Keynote: Joris Van Ouytsel
Joris Van Ouytsel is a leading researcher in the field of digital intimacy and online relationship behaviors. His work focuses on internet safety and media literacy education, the influence of digital media and artificial intelligence on relationship experiences and expressions of sexuality, understanding digital risky and violent behaviors in interpersonal relationships, and examining the antecedents and consequences of digital sexual behaviors. Recognized among the world’s top 2% most cited scholars for four consecutive years, Van Ouytsel has made significant contributions to understanding adolescents’ sexting practices, digital partner violence, and online sexual self-presentation.

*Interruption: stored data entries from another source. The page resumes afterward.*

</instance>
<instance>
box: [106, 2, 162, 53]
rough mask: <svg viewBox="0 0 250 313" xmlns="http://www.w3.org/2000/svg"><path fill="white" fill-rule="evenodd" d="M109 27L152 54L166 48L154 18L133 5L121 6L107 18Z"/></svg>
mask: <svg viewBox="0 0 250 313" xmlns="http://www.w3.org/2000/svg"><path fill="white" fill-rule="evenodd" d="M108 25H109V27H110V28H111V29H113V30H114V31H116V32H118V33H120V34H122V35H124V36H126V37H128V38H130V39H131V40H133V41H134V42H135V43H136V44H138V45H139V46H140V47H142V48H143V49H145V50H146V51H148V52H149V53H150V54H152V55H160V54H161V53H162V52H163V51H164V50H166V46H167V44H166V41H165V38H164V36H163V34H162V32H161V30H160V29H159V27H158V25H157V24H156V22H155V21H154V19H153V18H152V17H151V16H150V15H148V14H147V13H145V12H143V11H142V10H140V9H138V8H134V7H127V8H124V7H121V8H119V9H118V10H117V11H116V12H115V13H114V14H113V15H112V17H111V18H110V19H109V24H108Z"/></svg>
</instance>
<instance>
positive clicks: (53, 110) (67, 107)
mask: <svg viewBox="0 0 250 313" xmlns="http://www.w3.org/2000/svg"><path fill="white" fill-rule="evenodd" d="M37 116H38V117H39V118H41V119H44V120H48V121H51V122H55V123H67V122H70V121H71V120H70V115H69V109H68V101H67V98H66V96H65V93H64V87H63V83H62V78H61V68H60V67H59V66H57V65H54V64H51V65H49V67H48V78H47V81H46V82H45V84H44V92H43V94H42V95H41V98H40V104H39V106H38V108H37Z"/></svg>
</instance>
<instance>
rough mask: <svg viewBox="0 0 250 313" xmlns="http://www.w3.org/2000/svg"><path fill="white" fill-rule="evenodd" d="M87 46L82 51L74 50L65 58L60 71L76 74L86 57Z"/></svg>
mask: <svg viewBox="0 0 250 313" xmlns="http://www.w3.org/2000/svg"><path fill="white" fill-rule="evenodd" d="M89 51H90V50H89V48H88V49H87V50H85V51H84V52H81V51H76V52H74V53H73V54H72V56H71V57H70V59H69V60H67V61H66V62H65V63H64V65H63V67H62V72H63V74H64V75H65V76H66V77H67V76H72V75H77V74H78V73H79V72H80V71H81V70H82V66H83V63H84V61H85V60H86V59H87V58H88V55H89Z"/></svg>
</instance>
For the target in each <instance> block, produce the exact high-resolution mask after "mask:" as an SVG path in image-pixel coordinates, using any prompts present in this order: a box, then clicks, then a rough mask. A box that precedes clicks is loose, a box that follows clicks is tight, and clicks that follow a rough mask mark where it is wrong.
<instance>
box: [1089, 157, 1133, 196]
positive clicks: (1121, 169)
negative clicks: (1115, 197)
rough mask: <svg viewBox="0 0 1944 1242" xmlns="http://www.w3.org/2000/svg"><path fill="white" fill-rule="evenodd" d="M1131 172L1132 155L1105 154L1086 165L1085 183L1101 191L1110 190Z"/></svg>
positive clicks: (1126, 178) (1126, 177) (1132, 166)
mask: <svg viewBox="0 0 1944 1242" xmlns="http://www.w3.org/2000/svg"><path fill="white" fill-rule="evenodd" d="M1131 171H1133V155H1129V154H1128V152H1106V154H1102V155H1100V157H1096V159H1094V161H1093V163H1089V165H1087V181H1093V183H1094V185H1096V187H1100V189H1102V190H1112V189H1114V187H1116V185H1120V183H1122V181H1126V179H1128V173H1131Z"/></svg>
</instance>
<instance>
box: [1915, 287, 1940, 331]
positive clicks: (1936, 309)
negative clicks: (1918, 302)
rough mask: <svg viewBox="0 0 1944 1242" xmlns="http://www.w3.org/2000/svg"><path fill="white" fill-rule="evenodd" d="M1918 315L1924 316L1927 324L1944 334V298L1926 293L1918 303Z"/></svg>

In his keynote titled Understanding Digital Intimacy: Insights and Emerging Frontiers in Sexting Research, Van Ouytsel traced how academic understanding of sexting has evolved over the past 15 years. He discussed common misconceptions surrounding its prevalence, motivations, and risks, and addressed ongoing methodological challenges such as inconsistent definitions and terminology. Looking ahead, he highlighted how emerging technologies like AI-generated deepfakes are reshaping digital intimacy and called for researchers and practitioners to develop new approaches to study and address these changing forms of online sexual communication.
The keynote was followed by panel discussion, where Joris Van Ouytsel, together with Michala Šaradín Lebedíková and Ainize Martínez-Soto responded to questions from the audience.
IRTIS presentations
Members of our team also presented at the conference. Ainize Martínez-Soto shared the results of her longitudinal research on how parental mediation strategies influence the extent of adolescents' sexting with people they only know from the internet. Jaroslav Sýkora presented a study on the use of digital technologies for work outside working hours and the connections between such work and employee recovery. Nina Křížová, a psychology student at the Faculty of Social Studies at Masaryk University, also spoke at the conference. She presented the psychometric properties of a newly developed scale of state self-objectification, which can be used in research on the impacts of media on body image. She developed the scale as part of her thesis under the supervision of Nikol Kvardová from IRTIS.